West's film even adds even more problems to these. The film is treating its main bad guy Van Damme as a cameo character who isn't actually in the movie much, which - oh the surprise - turns out not to be something that improves a movie's dramatic weight. For if the film doesn't give a shit about its bad guy, why should the audience care if the good guys can kill him or not? Even when he's on screen fighting, Van Damme is quite underused, an really not allowed to do a move which isn't THAT KICK during his fight (see also indifferent action).

The cameos - and the nostalgia that goes with them - are another of The Expendables 2's problems, because they are handled so badly: the film really is just stopping to pop in Schwarzenegger and Norris (as if anyone wanted the latter) without even attempting to integrate their appearance properly into what little plot there is, and without a care this method kills any tension that might have been left. It's clearly more important to West and his film to have Schwarzenegger, Stallone and Willis exchange old catch phrases and Norris (yuck) make a Chuck Norris joke than to make an action movie with these guys that is actually exciting.

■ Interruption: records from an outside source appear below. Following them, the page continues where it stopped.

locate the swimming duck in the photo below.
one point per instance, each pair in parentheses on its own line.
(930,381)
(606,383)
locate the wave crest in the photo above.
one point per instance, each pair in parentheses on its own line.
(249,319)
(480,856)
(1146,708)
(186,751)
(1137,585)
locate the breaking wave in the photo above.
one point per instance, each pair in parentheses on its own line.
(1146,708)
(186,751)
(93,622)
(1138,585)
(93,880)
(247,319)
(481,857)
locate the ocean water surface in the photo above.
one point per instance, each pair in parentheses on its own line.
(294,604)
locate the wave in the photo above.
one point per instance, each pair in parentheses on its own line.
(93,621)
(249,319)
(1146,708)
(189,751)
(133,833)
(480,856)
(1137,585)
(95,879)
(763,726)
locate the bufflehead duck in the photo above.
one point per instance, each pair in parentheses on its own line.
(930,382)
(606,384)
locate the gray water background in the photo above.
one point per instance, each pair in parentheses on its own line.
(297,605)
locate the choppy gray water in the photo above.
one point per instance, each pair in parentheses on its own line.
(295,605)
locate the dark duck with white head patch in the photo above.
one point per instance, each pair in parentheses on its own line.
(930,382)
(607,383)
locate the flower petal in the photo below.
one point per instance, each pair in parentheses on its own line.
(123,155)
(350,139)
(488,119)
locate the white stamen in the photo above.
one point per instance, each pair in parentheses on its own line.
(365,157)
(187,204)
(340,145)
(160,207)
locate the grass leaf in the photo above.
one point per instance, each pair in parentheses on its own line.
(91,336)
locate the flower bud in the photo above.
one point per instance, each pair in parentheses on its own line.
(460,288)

That's a bit of a shame too, for there's a much better (and more entertaining) movie hinted at whenever Stallone, Statham, Lundgren, Crews and Nan Yu (Couture might as well not be there, and I'm honestly not sure if he actually is in much of the film) are allowed a little leeway to just relax, trade comradely jokes and shoot some people in an off-handed manner. Of course, that would be an actual movie and not just boring nostalgia and "irony", and therefore nothing West, Stallone, and co. are interested in.